Ergun all but integrates into a community before he feels comfortable filming its members. But also in Botea’s and Collins’ work it is obvious that the artists do not so much care about their own message or the final form of the work, but instead enjoy the interaction, letting this define the final artwork. But the reverse also works: the authentic narrative and behavior of an individual can also be an excellent strategy for commenting on difficult socio-political issues. Nicolae Mircea’s film Romanian Kiosk Company (2010) recapitulates Romania’s history from the Second World War until now based on his parents’ kiosk business. The impact of national history is not demonstrated in the usual context of politics and economics, but within the very small circle of Mircea’s family. It is the narrator’s private point of view that manages to make national history not only understandable and human, but at the same time engaging.
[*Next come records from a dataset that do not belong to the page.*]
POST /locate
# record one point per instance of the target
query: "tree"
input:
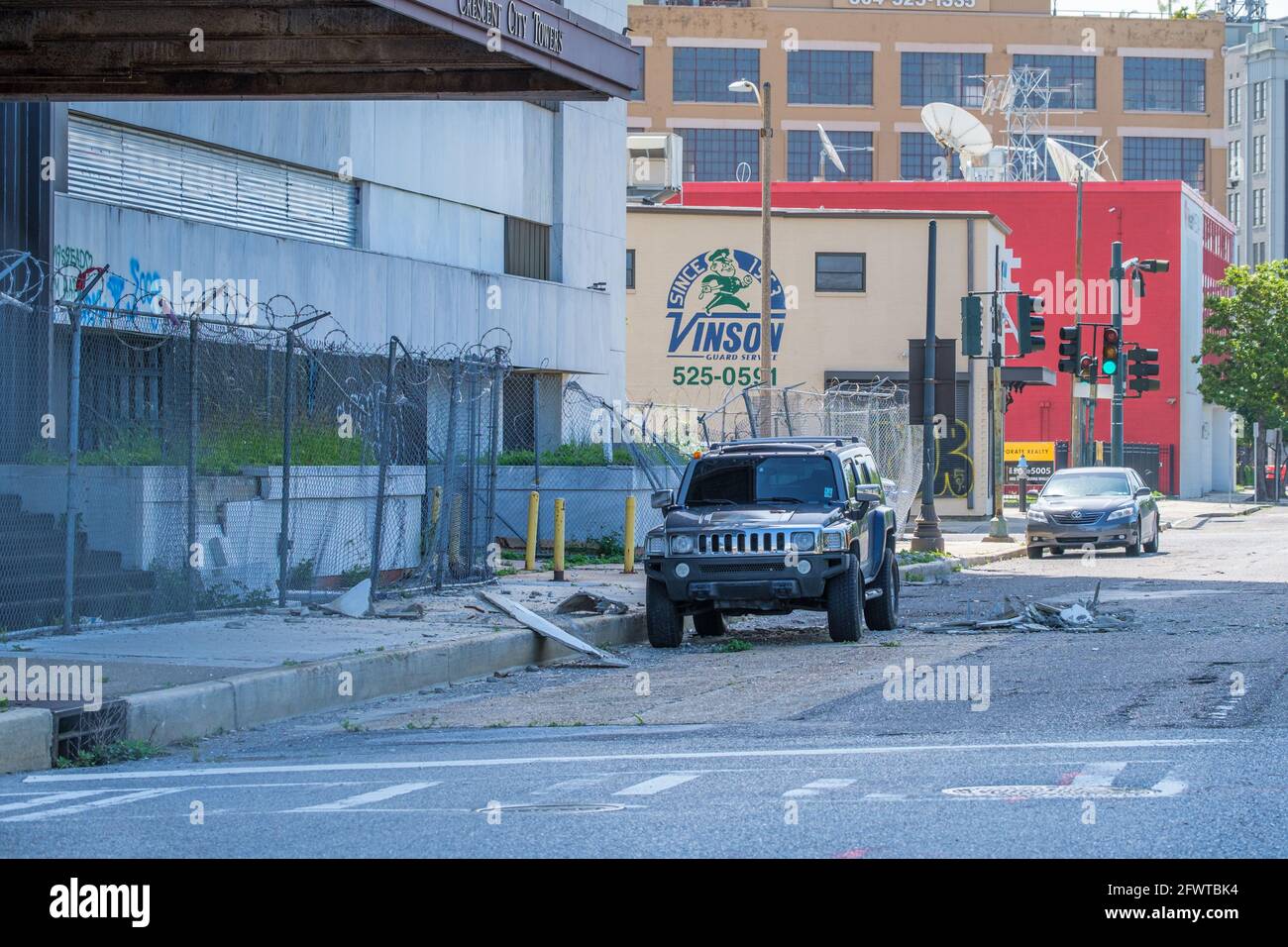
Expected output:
(1243, 360)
This also points to the fact that in contemporary art there are few complex topics that can be reflected accurately by artists. The individual approach here offers a way to reference certain topics without being trapped within the inadequacy of aesthetic discourse. In Electric Blue (2010) Adrian Paci unfolds the story of a man who in order to feed his family started to copy porn films to VHS cassettes in the ’90s, until he discovered his son watching them. He decided to delete the cassettes by recording over them with war scenes from the news, but in the very end discovered that a few porn scenes still popped up between war reports. It does not matter if the story is made up; what matters is that an intimate and funny narrative can comment on very delicate topics: war and pornography as extreme forms of power.
Perhaps the most impressive work that reveals the beauty of human beings and interactions but at the same time provides a socio-political relevance is Ferhat Özgür’s Metamorphosis Chat (2009). Özgür filmed his mother, a very traditional Turkish woman who always wears a headscarf, together with her best friend, a modern, elegant and secular woman. All they do is change their clothes, but the point is how they do it; not only do they not have any problem with getting undressed in front of the camera, but they giggle and have fun, making the issue of the headscarf irrelevant. Just being human may not solve organizational, intellectual and social problems; yet we tend to overlook that it can offer new perspectives, sometimes revealing that a presumed problem does not even exist.
Oliver Kielmayer is the director of the Kunsthalle Winterthur, Switzerland.